Openings · 17 May 2026 · 4 min

Sardinia Is the New Saint-Tropez, Quietly

*Costa Smeralda has spent two seasons being the place no one wanted to name. That run is about to end.*

The morning ferry from Porto Cervo to Spargi at the end of last August carried a roster of names that, ten years ago, would have been on the deck of a tender headed for Pampelonne — two Milanese families on their second week, a Monaco-based banker and his daughters, a Greek owner who had moved his hundred-metre from Saint-Tropez to Sardinia for the first time since 2019. None of them mentioned the move. All of them had made it.

The shift along the Costa Smeralda has been, by design, a quiet one. The Aga Khan's original 1960s development was built on the principle that the architecture should be invisible from the water, that the marketing should be minimal, and that the clientele should be self-selecting. Six decades later, the discipline still holds. There is no equivalent of Club 55 here, no rolling press cycle around a beach club opening, no Instagram address. The point has always been to be elsewhere.

Hotel Cala di Volpe, the original 1963 Jacques Couëlle commission and now a Marriott Luxury Collection property, reopened in mid-April after another round of refurbishment.

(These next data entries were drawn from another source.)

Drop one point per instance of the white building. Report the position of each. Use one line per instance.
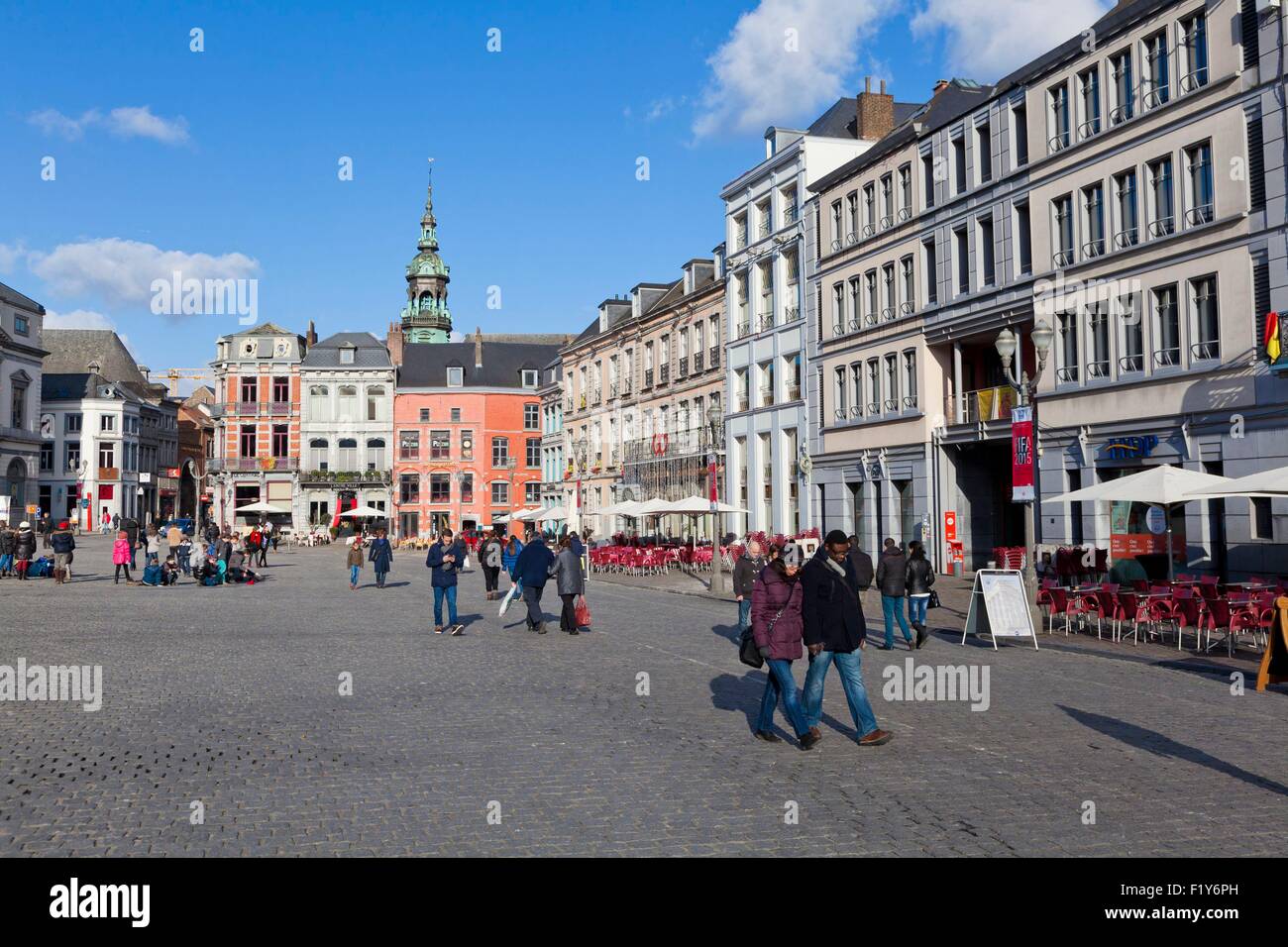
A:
(768, 258)
(21, 355)
(347, 427)
(90, 449)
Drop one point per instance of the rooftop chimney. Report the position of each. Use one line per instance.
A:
(875, 118)
(393, 342)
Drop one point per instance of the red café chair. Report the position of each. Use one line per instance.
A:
(1054, 600)
(1185, 613)
(1128, 607)
(1215, 615)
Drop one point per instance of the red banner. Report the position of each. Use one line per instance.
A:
(1021, 455)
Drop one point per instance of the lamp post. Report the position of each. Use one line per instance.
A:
(1006, 344)
(715, 421)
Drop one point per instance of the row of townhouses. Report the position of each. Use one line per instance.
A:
(1107, 223)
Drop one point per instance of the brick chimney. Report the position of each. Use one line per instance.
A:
(393, 342)
(875, 118)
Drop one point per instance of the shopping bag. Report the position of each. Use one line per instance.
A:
(509, 598)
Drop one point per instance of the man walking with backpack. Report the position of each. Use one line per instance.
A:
(446, 558)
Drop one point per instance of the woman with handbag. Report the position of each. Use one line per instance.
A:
(778, 628)
(918, 577)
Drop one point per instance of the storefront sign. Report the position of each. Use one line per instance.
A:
(1021, 454)
(1129, 447)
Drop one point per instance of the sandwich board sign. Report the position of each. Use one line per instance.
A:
(1000, 607)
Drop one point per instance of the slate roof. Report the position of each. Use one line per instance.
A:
(369, 352)
(425, 364)
(841, 119)
(78, 384)
(72, 350)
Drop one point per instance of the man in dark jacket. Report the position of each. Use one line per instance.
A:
(63, 543)
(446, 558)
(862, 564)
(892, 579)
(745, 573)
(835, 633)
(532, 569)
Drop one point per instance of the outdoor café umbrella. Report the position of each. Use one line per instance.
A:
(1158, 486)
(1265, 483)
(259, 508)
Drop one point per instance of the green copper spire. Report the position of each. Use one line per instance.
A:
(426, 317)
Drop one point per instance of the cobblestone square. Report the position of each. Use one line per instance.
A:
(503, 742)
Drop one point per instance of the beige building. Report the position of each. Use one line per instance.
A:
(640, 384)
(1128, 193)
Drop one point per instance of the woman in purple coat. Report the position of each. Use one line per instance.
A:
(778, 628)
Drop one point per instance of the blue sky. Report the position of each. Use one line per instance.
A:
(226, 161)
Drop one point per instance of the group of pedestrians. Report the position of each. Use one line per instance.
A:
(815, 607)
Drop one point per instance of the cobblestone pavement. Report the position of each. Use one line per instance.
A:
(230, 697)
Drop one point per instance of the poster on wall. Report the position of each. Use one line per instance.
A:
(1021, 454)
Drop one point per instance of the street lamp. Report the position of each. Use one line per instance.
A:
(715, 421)
(1006, 344)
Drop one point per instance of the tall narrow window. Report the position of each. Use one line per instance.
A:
(1162, 218)
(1094, 219)
(1157, 85)
(1124, 91)
(1198, 167)
(1207, 325)
(1167, 328)
(1193, 50)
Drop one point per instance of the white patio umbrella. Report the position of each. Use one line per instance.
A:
(365, 513)
(261, 506)
(1158, 486)
(1265, 483)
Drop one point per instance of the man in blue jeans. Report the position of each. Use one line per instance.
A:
(446, 558)
(835, 631)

The Dolce & Gabbana-decorated pool, introduced last season, has stayed; the suites have been refreshed without being modernised; the dining offer continues to lean on Sardinian ingredients in a way the kitchen at the Hotel du Cap-Eden-Roc would never quite commit to. Pitrizza, the smaller Couëlle sister property at the tip of the Liscia di Vacca peninsula, remains the address for the families who do not want to be seen at Cala di Volpe. Romazzino, recently reopened after a long renovation, has rejoined the rotation. Pevero Golf, between the three, is the unspoken reason a certain kind of guest stays a full week.

The clientele has shifted in two directions at once. The Italian families who summered in Forte dei Marmi and Capri have moved north and west to the Smeralda for the privacy. The Monaco set — French, Belgian, Russian, Lebanese — has been crossing the Tyrrhenian by tender or short-hop jet from NCE and treating Porto Cervo as the new Pampelonne, with the difference that the water is actually clear. The American arrivals, formerly content with the Amalfi loop, have started asking about Sardinia by name.

The risk is the obvious one. A coastline that has held its discretion for sixty years is now showing up in three travel magazines a season. Last summer's tender traffic between Cala di Volpe and Soffi was the heaviest in memory. Reservations at La Pelosa beach, two hours up the coast in Stintino, now require a permit booked weeks ahead. The Smeralda will absorb another two seasons of growth before the question of capacity becomes a question of character. After that, the families who arrived in 2023 will start looking for the next quiet place — which is, of course, exactly how this cycle always works.

For now, the move is still on. The yacht is still in Porto Cervo. Saint-Tropez is, for the first time in a generation, the second choice.